Tuesday, March 3, 2009

Blue Gold

‘We simply cannot manage water in the future as we have in the past or the economic web will collapse’ stated a report released earlier this year by the World Economic Forum. Like every commodity out there (and some will object to my characterization of water as a commodity), water raises a number of issues around social responsibility. These concerns were clearly presented by Maude Barlow at last Saturday’s ‘Water: A Human Right? Let’s make it our business’ event, sponsored by Amnesty International

“Who should be making the decisions around this declining resource?” asked Ms. Barlow. Should water be a for-profit commodity, or should it belong to everyone, to the commons? This is becoming an increasingly urgent question.

The problems and the grey areas are well known. Industrial use of water, desertification, health and sanitation crises, aging infrastructure, energy use in desalination, the list goes on. As the World Economic Forum recognized ‘We are now on the verge of water bankruptcy in many places with no way of paying the debt back.’

Ms. Barlow offered us solutions, not always clear cut and acceptable to all, but suggestions for thinking about how to move forward. She believes that we must begin by declaring water to be a public trust that belongs to the people, to the ecosystem and to the future.
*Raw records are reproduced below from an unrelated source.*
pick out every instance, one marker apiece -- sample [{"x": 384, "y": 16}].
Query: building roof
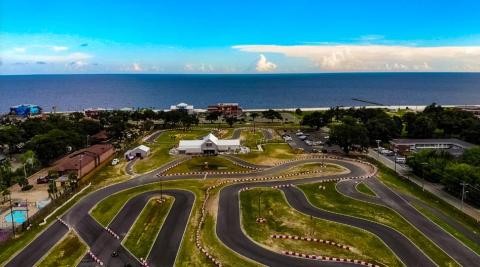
[
  {"x": 86, "y": 155},
  {"x": 450, "y": 141},
  {"x": 187, "y": 144}
]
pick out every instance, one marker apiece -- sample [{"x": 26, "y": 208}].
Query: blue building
[{"x": 25, "y": 110}]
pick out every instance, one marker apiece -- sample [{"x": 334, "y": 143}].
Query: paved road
[
  {"x": 445, "y": 241},
  {"x": 230, "y": 232},
  {"x": 228, "y": 224},
  {"x": 409, "y": 254},
  {"x": 236, "y": 133}
]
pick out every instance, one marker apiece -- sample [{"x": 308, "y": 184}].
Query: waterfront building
[{"x": 209, "y": 145}]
No one would own it, it would be managed by the government, and accessed by those who need it. She also asserted that we need to leave enough water in nature to allow it to function. We need to recreate a healthy hydrological cycle, focus on ecology and conservation, integrated watershed management and new agricultural policies informed by water use metrics. Our decisions around water would be based on a prioritization of water for life before commercial use.

All of this is encompassed in the idea of water as a human right. The role of business would be in the sphere of technological innovation, helping us use our water more efficiently. This contrasts starkly with much current private sector activity which involves taking our water and selling it back to us.

Water presents to socially responsible investors some overarching issues. One is the decision as to which activities belong in the private sector. As a society, how do we decide what is acceptable to be managed by corporations, on a for-profit basis, and what should be managed by the public sector. Creating a world where air and water and forests have value does involve pricing them, and therefore a degree of commoditisation. But we have seen that the old economic model where these were ‘externalities’ has led to untrammelled degradation of the natural environment at ‘no cost’ to some, and significant cost to all. Appropriate mechanisms for valuing, pricing and trading are in their infancy, but will be fundamental to a world where the economy and the environment function in tandem.